Global INTERPOL conference addresses ‘new century of criminal threats’

Top police officials from around the world meet in Lyon this week to discuss the future of combating transnational crime at INTERPOL’s annual conference for National Central Bureaus (NCBs).

Present in each of INTERPOL’s 195 member countries, NCBs are the unique point of contact linking the global police organization to national law enforcement.

The Heads of NCB conference, now in its 17th edition, is a leading platform for international police cooperation, allowing senior policing officials invaluable face time with their counterparts from other countries and regions.

NCBs also help shape INTERPOL’s operational priorities throughout the meeting, this year addressing efforts to enhance the compatibility of national police data with INTERPOL systems and strengthen cooperation in the areas of cybercrime, human trafficking, and emerging forms of terrorism.

Shared duty

Taking place on the eve of INTERPOL’s centenary, the conference opened with INTERPOL President Ahmed Naser Al-Raisi illustrating the economic and technological transformations that have re-shaped the world throughout INTERPOL’s 100 years of existence.

“In 1923, when the International Criminal Police Commission [as INTERPOL was then called] was created, radios had just been installed in police cars and cell phones, computers and the Internet were science fiction.

“Now, digital technologies are central to INTERPOL’s operations.

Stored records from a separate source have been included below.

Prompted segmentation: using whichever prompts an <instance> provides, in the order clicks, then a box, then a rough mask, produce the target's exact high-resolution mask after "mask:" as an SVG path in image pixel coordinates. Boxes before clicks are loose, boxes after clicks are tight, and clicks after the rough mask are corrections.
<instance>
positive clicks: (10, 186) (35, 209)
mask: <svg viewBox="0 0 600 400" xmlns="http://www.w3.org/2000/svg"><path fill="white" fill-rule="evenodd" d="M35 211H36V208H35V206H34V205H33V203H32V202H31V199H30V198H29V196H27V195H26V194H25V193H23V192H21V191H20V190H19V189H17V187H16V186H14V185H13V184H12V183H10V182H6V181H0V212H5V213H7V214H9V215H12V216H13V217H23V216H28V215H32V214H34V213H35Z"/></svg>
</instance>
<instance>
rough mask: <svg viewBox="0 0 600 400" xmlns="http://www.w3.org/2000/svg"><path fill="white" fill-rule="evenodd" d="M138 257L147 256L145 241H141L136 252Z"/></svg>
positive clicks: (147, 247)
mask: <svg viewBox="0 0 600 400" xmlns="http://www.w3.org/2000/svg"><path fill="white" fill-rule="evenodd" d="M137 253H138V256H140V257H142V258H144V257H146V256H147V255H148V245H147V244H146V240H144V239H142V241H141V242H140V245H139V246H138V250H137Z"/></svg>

A new era of cybercrime is challenging police and environmental crimes threaten the planet,” President Al-Raisi said.

Demonstrating the digital transformation of crime, an INTERPOL-led crackdown on online fraud that concluded last week saw more than 1,000 suspects arrested and approximately USD 130 million in illicit funds intercepted.

“The criminal landscape has grown increasingly complex, and so has the global law enforcement architecture,” said INTERPOL Secretary General Jürgen Stock as he addressed delegates.

With the emergence of new specialized agencies or regional police networks, the central role of NCBs and INTERPOL remains pivotal, added Secretary General Stock. “This is our shared duty: to connect the dots and link the different networks together.”

Crucial role of NCBs

The Heads of NCB meeting will see the INTERPOL General Secretariat present a range of forward-looking policing capabilities to support member countries. These include:

– Enriching the data shared through INSIGHT, an analytical platform powered by artificial intelligence;

– Upgrading INTERPOL’s International Child Sexual Exploitation (ICSE) database to speed up the process by which investigators identify victims in child exploitation material; and

– Streamlining case-related information management through Smart Case Messaging under the I-Core programme.

NCBs play a crucial role in ensuring that INTERPOL’s new policing tools are available to, and utilized by, national law enforcement agencies, including frontline officers. “Each NCB stands at the centre of a national galaxy of its own,” said Secretary General Stock.

Interoperability

The exchange of police data, central to INTERPOL’s work since the organization’s founding, is relied upon by law enforcement more than ever before.

Police search INTERPOL databases more than 20 million times each day, which equates to around 250 searches per second.

A session on data-driven policing saw delegates make a collective pitch for greater interoperability of data, ensuring consistency of standards so that information in national or regional systems can also be shared through INTERPOL channels.

As police leaders at the Heads of NCB meeting noted during the session, more data does not always mean better policing, especially when initiatives overlap with or duplicate existing systems.

Reflecting on the next 100 years of INTERPOL’s existence, Secretary General Stock concluded: “The answer to a new century of criminal threats is not in creating new systems or alternatives that will need to be field-tested.

“It is about doing what we know works in real policing life – and doing so even better and faster than before.”